Era inútil intentar ir a Pavonis, pensaban. «Los encerrarán y los matarán», resumió Sonia. Pero cuando los seis viajeros insistieron, les indicaron cómo llegar a un refugio en una noche de vuelo; era la estación climatológica de Margaritifer del Sur. La gente de Bakhuisen decía que estaba ocupada por bogdanovistas.
Nadia sintió que se le encogía el corazón, no pudo evitarlo. Pero Arkadi tenía muchos amigos y seguidores, y ninguno de ellos parecía saber dónde estaba. No obstante, ese día ya no pudo dormir, el estómago de nuevo cerrado como un puño. Le alegró irse. Los rebeldes de Bakhuisen cargaron los aviones con tanta hidrazina, gases y comida deshidratada que tardaron un rato en despegar.

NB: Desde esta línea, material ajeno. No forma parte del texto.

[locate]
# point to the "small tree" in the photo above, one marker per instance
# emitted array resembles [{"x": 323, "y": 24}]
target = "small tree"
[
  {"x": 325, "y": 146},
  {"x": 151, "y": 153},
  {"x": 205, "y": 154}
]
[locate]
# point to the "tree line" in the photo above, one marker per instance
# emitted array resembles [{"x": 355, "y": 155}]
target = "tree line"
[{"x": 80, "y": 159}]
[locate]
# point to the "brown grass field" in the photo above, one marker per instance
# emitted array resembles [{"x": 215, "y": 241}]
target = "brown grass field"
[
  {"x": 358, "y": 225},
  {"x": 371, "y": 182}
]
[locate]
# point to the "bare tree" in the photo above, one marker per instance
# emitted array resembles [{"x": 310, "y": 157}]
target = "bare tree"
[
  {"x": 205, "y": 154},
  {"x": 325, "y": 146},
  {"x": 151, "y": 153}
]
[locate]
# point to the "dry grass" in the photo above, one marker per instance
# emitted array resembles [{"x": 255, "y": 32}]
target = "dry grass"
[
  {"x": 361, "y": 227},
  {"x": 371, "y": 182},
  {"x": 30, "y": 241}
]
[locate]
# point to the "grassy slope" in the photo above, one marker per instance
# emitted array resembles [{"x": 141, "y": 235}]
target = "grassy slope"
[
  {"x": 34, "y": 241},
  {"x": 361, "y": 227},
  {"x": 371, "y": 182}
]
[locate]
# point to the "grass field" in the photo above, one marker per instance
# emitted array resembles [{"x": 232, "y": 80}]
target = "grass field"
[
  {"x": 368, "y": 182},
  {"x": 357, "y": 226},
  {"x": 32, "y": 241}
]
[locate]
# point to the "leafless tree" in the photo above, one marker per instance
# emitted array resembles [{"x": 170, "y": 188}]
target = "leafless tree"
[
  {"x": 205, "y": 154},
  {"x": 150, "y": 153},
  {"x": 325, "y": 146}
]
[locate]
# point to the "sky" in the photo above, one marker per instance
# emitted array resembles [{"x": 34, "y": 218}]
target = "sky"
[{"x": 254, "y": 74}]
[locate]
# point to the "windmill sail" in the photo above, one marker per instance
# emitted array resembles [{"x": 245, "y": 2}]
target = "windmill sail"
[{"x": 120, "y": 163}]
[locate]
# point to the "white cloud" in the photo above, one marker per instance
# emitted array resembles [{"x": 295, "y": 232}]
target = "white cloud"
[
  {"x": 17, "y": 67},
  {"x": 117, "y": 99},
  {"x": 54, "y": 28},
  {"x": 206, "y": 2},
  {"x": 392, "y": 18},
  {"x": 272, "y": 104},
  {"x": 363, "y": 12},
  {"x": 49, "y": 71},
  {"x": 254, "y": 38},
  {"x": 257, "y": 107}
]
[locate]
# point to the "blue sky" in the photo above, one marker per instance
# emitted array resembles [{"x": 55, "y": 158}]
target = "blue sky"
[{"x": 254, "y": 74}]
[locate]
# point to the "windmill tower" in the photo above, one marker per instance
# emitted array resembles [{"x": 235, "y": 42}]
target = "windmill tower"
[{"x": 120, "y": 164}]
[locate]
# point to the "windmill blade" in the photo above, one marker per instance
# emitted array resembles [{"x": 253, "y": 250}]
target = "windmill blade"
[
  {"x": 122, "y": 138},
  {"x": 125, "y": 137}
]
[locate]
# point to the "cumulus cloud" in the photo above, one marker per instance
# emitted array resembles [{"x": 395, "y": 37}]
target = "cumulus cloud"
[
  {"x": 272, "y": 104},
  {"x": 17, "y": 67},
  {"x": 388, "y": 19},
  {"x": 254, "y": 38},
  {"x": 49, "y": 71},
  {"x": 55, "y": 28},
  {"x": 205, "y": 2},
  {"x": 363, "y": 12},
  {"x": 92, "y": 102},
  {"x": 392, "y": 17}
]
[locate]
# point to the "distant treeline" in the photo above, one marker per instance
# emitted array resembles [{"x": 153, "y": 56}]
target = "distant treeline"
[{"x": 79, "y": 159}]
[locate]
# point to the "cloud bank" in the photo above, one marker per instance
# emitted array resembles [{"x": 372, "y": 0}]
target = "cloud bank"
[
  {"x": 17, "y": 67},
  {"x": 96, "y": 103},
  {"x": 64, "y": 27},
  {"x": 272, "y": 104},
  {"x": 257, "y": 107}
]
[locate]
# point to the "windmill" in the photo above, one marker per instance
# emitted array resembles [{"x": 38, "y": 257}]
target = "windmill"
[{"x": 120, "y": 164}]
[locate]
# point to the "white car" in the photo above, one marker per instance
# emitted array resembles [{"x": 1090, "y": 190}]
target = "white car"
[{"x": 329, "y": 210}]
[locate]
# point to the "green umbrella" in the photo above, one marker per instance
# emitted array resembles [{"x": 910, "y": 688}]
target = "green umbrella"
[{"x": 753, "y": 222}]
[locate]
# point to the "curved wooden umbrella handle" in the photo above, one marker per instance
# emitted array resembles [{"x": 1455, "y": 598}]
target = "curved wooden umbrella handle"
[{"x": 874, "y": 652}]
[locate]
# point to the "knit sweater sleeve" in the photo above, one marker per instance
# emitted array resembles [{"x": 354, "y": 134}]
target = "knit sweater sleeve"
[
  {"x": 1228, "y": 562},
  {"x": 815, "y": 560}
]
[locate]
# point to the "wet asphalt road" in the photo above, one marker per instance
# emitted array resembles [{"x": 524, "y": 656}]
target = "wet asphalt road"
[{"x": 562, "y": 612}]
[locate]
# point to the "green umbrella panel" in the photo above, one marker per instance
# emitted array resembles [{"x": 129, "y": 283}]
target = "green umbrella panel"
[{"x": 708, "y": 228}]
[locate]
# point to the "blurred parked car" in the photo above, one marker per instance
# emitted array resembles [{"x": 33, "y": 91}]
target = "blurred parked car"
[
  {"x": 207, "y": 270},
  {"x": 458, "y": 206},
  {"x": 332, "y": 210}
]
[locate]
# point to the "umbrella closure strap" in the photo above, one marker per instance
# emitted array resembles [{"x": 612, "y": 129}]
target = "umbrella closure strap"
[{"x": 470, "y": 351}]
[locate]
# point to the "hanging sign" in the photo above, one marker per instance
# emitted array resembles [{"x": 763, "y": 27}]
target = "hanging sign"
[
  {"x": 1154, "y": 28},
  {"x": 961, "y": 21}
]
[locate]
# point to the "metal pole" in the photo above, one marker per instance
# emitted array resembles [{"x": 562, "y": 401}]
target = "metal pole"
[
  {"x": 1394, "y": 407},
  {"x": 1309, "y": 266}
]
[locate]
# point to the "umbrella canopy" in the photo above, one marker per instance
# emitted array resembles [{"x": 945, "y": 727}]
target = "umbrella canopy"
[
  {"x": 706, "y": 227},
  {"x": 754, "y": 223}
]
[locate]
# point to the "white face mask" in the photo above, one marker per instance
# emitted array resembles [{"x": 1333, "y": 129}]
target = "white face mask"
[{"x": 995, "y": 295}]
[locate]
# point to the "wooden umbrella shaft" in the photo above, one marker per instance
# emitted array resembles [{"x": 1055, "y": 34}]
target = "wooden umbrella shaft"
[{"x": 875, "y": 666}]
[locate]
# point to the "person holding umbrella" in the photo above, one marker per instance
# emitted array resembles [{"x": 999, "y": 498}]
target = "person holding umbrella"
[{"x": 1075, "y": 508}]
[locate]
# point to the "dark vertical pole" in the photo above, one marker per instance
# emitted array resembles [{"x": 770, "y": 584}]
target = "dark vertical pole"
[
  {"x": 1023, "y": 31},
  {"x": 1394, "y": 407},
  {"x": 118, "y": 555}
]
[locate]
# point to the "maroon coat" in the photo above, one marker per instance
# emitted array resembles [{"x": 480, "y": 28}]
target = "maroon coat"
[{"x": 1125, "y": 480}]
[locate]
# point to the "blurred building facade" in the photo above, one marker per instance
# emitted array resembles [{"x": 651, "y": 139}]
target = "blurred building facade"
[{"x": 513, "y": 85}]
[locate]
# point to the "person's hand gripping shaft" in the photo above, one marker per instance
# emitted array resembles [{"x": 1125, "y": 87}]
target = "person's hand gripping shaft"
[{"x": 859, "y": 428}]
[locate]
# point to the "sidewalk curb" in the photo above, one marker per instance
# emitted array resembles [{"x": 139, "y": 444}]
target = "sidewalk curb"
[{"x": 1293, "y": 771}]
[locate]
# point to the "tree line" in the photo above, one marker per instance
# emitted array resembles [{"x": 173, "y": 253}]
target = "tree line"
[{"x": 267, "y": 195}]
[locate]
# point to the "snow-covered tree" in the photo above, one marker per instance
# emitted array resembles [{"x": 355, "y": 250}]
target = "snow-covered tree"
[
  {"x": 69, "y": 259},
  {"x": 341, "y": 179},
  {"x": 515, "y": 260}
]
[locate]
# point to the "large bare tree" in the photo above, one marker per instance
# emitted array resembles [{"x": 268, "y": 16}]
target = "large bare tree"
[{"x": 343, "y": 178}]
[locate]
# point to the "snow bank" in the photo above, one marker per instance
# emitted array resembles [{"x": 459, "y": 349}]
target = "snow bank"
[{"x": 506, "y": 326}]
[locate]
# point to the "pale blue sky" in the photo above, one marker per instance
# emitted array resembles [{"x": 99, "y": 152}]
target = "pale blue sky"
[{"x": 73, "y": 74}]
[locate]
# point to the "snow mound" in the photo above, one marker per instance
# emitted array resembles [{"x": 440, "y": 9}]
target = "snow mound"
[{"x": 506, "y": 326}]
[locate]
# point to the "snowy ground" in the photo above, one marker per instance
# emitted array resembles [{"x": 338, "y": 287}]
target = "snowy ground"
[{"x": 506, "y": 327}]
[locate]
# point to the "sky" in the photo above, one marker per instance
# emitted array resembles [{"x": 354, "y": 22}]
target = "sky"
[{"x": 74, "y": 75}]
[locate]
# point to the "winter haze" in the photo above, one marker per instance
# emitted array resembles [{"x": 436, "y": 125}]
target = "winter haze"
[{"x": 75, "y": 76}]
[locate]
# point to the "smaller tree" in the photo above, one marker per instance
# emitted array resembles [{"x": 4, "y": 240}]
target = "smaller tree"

Los vuelos nocturnos parecían ahora un extraño ritual, un nuevo y agotador peregrinaje. Los dos aviones eran tan ligeros que los vientos del oeste los sacudían con fuerza, y a veces los hacían saltar hasta diez metros arriba o abajo, de modo que era imposible dormir mucho incluso cuando uno pilotaba: una subida o caída mas y uno ya estaba despierto otra vez, en la pequeña y oscura cabina mirando por la ventanilla el cielo negro y las estrellas arriba, o la negrura insondable del mundo de abajo. Apenas hablaban. Los pilotos se encorvaban y trataban de no perder de vista al avión. Los ultraligeros zumbaban, el viento aullaba sobre las alas largas y flexibles. La temperatura externa alcanzaba los sesenta grados bajo cero; el aire era venenoso con una presión de 150 milibares, y no había ningún refugio en el oscuro planeta en muchos kilómetros a la redonda. Nadia pilotaba un rato y luego se iba a la parte de atrás, tambaleándose, e intentaba dormir. A menudo el clic de un radiofaro en la radio la devolvía al tiempo en que ella y Arkadi habían arrostrado la tormenta en el Punta de Flecha. Lo veía, entonces, recorriendo a grandes trancos el desgarrado interior del dirigible, con su barba roja y desnudo, riéndose y arrancando paneles de las paredes para arrojarlos por la borda, envuelto en nimbos de polvo. Entonces el 16D se sacudía y la despertaba. No podía hacer otra cosa entonces que ayudar a Yeli a mantenerse cerca del otro avión, siempre a un kilómetro a la derecha si todo iba bien. De vez en cuando hablaban por radio, pero microtransmitían las llamadas y reducían al mínimo los controles horarios y las consultas, si uno de los aparatos se retrasaba. En la quietud de la noche, a veces parecía que no hubieran hecho otra cosa en la vida: era difícil recordar cómo había sido todo antes de la revolución. ¿Y cuánto tiempo había pasado… veinticuatro días? Tres semanas, aunque parecían cinco años.